Sera traduit en CSS par :

nav ul {
  padding: 2em;
}

nav li {
  padding: 1em;
}

Simple non ? :)

Héritage de sélecteurs

Fonctionnant un peu sur le même principe que les @mixins, la fonction @extend permet d’étendre les styles d’un sélecteur à un autre. Par exemple, le SCSS suivant :

.red {
  color: white;
  background: red;
}

.button {
  padding: 2em;
  @extend .red;
}

donnera ce CSS :

.red, .button {
  color: white;
  background: red;
}

.button {
  padding: 2em;
}

Une fonction pratique donc, qui permet d’éviter d’avoir à copier/coller 20 fois le même code au moindre changement.

En conclusion…

… L’essayer, c’est l’adopter :) Plus sérieusement, après quelques temps d’utilisation, Sass m’apparaît comme un outil indispensable lors de la réalisation de projets complexes. Les outils qu’il intègre permettent à mon sens de rationaliser et optimiser très fortement notre workflow.
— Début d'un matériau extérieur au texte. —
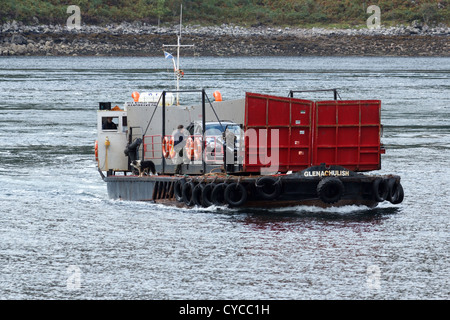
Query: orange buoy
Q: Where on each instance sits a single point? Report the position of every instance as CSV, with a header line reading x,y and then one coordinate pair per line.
x,y
197,149
189,148
135,96
166,147
217,95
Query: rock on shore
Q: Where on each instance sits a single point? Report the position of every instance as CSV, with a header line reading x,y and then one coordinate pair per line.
x,y
138,39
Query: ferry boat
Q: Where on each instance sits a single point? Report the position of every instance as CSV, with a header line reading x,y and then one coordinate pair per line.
x,y
258,151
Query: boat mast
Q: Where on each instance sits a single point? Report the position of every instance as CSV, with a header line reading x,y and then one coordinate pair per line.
x,y
178,72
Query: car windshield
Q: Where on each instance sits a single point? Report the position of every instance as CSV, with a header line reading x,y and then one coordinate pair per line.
x,y
212,129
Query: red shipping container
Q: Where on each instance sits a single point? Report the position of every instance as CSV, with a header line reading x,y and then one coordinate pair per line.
x,y
294,134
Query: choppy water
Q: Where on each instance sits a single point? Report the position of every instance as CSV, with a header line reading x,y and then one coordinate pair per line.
x,y
62,238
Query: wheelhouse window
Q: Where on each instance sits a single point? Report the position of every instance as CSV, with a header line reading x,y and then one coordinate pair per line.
x,y
110,123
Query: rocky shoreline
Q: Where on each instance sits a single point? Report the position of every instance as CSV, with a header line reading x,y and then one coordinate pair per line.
x,y
137,39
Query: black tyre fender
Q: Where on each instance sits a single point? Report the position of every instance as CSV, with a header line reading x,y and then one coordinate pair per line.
x,y
235,194
380,189
197,194
188,187
396,193
206,195
178,190
330,190
217,195
268,188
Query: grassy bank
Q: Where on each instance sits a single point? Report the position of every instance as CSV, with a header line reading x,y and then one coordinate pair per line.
x,y
345,13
Il présente en revanche peut-être moins d’intérêt sur des projets plus petits, quoique…

Par ailleurs, je n’ai cité qu’une partie de ses possibilités, pour plus d’informations sur son potentiel je vous invite à consulter son très riche fichier de référence.


Pour terminer sur les préprocesseurs, sachez qu’il en existe d’autres, et notamment LESS, que je n’ai pas eu l’occasion de tester. Chris Coyier a d’ailleurs rédigé un comparatif sur le sujet, désignant plus ou moins Sass comme la version gagnante par rapport à LESS…

Enfin, si vous voulez peser le pour et le contre de l’utilisation des préprocesseurs, je vous invite à lire ces deux articles  : Préprocesseurs CSS : renoncer par choix, ou par ignorance ?, et Why I’m still against Sass/LESS.